Les Rohingyas au coeur de la crise des réfugiés asiatiques

Myanmar/Burma: Little hope for Rohingya IDPs. Credits European Commission DG ECHO via Flickr ( CC BY-ND 2.0)

La crise des réfugiés est au centre de l’actualité récente. Elle ne s’arrête pas aux frontières de l’Europe.
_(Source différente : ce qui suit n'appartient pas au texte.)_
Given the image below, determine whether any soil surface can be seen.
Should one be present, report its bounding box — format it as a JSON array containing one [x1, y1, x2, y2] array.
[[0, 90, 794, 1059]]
La crise des réfugiés en Europe est au centre de l’actualité récente : selon l’Organisation Internationale pour les Migrations, il s’agit même du plus important mouvement migratoire depuis la Seconde Guerre mondiale. Cette crise ne s’arrête cependant pas aux frontières de l’Europe, mais s’étend au monde entier et notamment à l’Asie du Sud-Est.

Par Sophie des Beauvais.

Myanmar/Burma: Little hope for Rohingya IDPs. Credits European Commission DG ECHO via Flickr ( CC BY-ND 2.0)
Myanmar/Burma: Little hope for Rohingya IDPs. Credits European Commission DG ECHO via Flickr ( CC BY-ND 2.0)

 

Les Rohingyas sont souvent décrits comme étant la population la plus persécutée au monde. Musulmans originaires du Bengladesh, la plupart d’entre eux (environ 1,1 million dont 810.000 apatrides) vivent actuellement dans l’État de Rakhine, en Birmanie occidentale, où les premiers migrants sont arrivés il y a un peu plus d’une centaine d’années. Malgré leur ancrage en Birmanie, ils sont victimes de discriminations et de violations de leurs droits : le gouvernement refuse par exemple de leur accorder la nationalité birmane et de les reconnaître parmi les 135 groupes ethniques officiels du pays. Plus de 150.000 « Bengalis », nom qui leur est donné par les Birmans qui refusent l’appellation Rohingya, ont été forcés de rejoindre des camps de réfugiés après des massacres perpétrés par des groupes nationalistes Rakhines en 2012. Depuis, nombre d’entre eux, tentant de fuir vers des pays voisins comme la Malaisie, l’Indonésie et la Thailande, sont au cœur de la crise migratoire asiatique.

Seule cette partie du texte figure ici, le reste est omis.